Not many of my anecdotes embarrass my children, especially if I’m talking about cycling. My kids seem to view me as a harmelss old chap who enjoys fiddling around with bikes, which keeps me out of trouble. But this story is about the cycle of life, which might make them think again. Sorry kids.
You see, it begins so innocently. There I am, sitting in bed sipping my cocoa, quietly doing the crossword. Next to me Mrs R is reading the newspaper – The Grauniad, it so happens. Suddenly she does something that has me spluttering and almost spilling my drink.
“It says here,” she says, reading from the paper, “that researchers in the US have shown that older men who enjoy frequent *cycling raise their chances of developing heart problems.”
She waits for me to stop choking before she continues reading: “Men in their late 50s to mid-80s who indulged in *cycling activity once a week or more had twice the risk of heart attack, stroke or other cardiovascular conditions over the next five years, compared with men who went without, the researchers found. To make matters worse, the men who enjoyed *cycling the most were more likely to suffer heart conditions than those who were not so bothered.” And that’s it. She doesn’t say another thing, but turns the page and continues reading while I try to recover from the shock of, implicitly, being lumped in the dubious category of “older” men. Instantly I forget the crossword. This snippet of information has left me wondering about the future of my … well, my cycling life.

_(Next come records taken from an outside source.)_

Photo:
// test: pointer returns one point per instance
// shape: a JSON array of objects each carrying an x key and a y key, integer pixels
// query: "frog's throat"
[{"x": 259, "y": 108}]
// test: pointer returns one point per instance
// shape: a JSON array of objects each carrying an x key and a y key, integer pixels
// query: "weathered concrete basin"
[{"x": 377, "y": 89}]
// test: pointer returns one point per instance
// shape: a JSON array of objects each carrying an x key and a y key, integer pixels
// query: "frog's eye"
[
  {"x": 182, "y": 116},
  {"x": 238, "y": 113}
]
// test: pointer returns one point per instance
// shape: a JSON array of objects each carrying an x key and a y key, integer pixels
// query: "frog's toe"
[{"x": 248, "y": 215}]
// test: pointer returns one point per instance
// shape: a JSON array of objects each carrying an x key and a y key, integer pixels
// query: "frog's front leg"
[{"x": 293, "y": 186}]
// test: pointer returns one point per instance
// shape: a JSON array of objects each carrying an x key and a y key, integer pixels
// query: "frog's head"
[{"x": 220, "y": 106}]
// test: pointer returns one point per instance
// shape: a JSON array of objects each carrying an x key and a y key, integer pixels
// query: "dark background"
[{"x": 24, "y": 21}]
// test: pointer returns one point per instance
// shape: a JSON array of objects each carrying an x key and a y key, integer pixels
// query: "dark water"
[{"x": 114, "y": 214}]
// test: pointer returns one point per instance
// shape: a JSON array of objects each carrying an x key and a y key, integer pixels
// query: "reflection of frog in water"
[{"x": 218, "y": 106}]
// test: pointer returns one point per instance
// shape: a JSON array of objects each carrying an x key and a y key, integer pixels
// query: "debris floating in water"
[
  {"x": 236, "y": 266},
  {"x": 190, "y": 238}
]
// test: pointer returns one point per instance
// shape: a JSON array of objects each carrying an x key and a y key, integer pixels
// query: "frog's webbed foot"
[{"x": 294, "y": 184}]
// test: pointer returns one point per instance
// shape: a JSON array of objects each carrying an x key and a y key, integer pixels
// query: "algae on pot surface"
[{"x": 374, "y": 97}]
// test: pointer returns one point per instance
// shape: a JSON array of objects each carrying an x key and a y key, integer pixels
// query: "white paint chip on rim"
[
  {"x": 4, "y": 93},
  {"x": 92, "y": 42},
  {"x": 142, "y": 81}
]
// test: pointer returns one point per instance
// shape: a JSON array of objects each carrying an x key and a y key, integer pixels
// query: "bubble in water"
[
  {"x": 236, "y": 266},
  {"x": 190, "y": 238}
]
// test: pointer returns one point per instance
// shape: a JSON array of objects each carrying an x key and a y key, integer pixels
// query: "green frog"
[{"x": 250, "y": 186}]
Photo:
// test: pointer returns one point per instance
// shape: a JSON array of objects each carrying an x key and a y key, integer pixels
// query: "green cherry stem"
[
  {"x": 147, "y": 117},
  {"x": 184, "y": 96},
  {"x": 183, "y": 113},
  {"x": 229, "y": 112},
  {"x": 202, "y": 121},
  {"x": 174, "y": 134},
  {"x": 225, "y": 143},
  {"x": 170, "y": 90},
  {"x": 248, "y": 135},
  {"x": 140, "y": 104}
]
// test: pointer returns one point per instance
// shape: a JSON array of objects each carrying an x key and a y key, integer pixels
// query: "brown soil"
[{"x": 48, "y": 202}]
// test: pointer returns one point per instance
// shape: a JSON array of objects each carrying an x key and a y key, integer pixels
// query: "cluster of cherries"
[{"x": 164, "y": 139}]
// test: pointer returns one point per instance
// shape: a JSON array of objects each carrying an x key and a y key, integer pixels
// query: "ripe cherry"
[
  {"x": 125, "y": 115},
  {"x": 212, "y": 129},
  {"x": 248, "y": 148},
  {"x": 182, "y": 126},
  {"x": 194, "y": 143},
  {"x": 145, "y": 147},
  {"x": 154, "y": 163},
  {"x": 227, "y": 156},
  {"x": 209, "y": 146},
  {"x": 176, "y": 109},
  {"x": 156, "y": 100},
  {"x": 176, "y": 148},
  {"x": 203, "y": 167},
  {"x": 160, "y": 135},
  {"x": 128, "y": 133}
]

The next morning, having recovered my senses somewhat, I dig out the newspaper article and I discover that, indeed, the researchers discovered just what Mrs R had told me. But there was more to it, and Mrs R had been a little economical with the facts. In fact, she had omitted to read out one important paragraph: “But the same was not seen for older women, who appeared to suffer no ill-effects from a robust *cycling life, and tended to have lower blood pressure when they found *cycling highly enjoyable.”
That afternoon, over a nice cup of tea, I raise the matter of this small omission with Mrs R.
“I was just thinking about you and your good health,” she tells me.
I respond by telling her that I’m quite happy to take the risk in the interests of her well-being.
She mutters into her teacup something that sounds very much like: “Yes, that’s just what I feared.”
Oh well, if the weather’s favourable, I hope to be back on the bike tomorrow. And yes, kids, I do still enjoy cycling, frequently or infrequently.